In tiered pricing systems, consumers pay a higher rate for electricity they use beyond a certain amount. California has three rate tiers. It also has a time-of-use system, which reduces the rate during periods of low demand. In addition, Californians pay some of the highest electricity rates in the United States – an average of 14.42 cents per kilowatt hour – about 35 percent higher than the national average.
“Almost everyone in California reaches the third pricing tier each month. If they add a plug-in hybrid, they are charged the highest rate,” said Tyner, whose findings were published in January in the journal “Energy Policy.”
Chevy Volt plug-in hybrid parked in Palo Alto, California (Photo by hang_glider pilot)
States with flat electricity rates or those that vary price based on the time of use are more economical.
Tyner worked with Purdue colleagues in agricultural economics and chemical engineering to develop a model that would simulate energy use by Californians and analyzed U.S. Census data to determine types of appliances each household would use. The model closely aligned with actual energy use in California.
Adding a plug-in hybrid increases the average use of electricity nearly 60 percent per household, the scientists found. In California, most of that increase would be charged at the highest rate.
For the simulations, researchers compared the plug-in hybrid Chevrolet Volt with the Toyota Prius and Chevy Cobalt to estimate relative economics of the alternatives. The simulations accounted for the current $7,500 federal rebate to consumers for purchasing plug-in hybrids.

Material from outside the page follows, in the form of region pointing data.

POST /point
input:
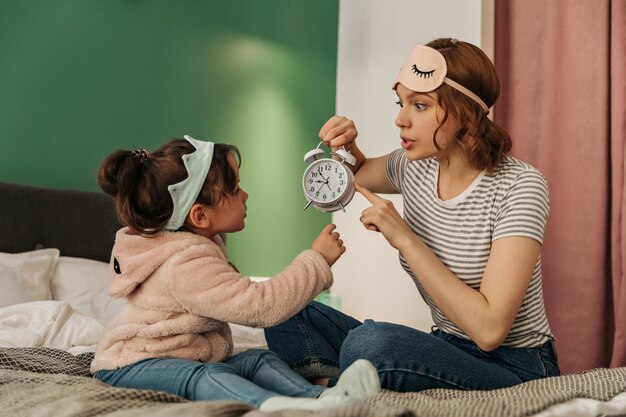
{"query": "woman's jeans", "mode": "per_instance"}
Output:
(322, 342)
(252, 377)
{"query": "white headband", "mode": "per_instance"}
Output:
(425, 70)
(185, 193)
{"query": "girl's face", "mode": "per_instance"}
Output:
(229, 214)
(418, 118)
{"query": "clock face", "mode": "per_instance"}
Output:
(325, 181)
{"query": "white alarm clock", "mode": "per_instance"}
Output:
(328, 183)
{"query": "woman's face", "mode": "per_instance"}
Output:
(418, 118)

The researchers determined the Volt would be less economical than the Toyota Prius, a hybrid that does not charge its battery through a plug, or the Chevrolet Cobalt, which uses only an internal combustion engine.
When oil prices are high, the Prius would be the most economical, with the advantage going to the Cobalt when oil prices are low.
Tyner said to make the Volt more economical than either the Prius or the Cobalt, oil prices would have to rise to between $171 and $254 per barrel, depending on which electricity pricing system is being used.
That’s because the Volt has a higher purchase price and will cost more in electricity than gasoline over the life of the vehicle.
Tyner said electricity costs would have to decrease to allow the plug-in hybrids to compete.
States such as Indiana, which charges a flat rate of about eight cents per kilowatt hour, would be more economical. States that employ time-of-use rates would be the most economical because vehicle owners could charge their cars at night when rates are lowest.
California could change its rate system, suggested Tyner, or issue extra electricity meters for charging cars at flat rates.
In Los Angeles, the Department of Water and Power allows customers to install a time-of-use meter for their EVs that discounts the price of electricity 2.5 cents per kilowatt-hour for night and weekend charging. The city is offering instant online EV home charger permitting approval and expedited charger inspection and meter installation.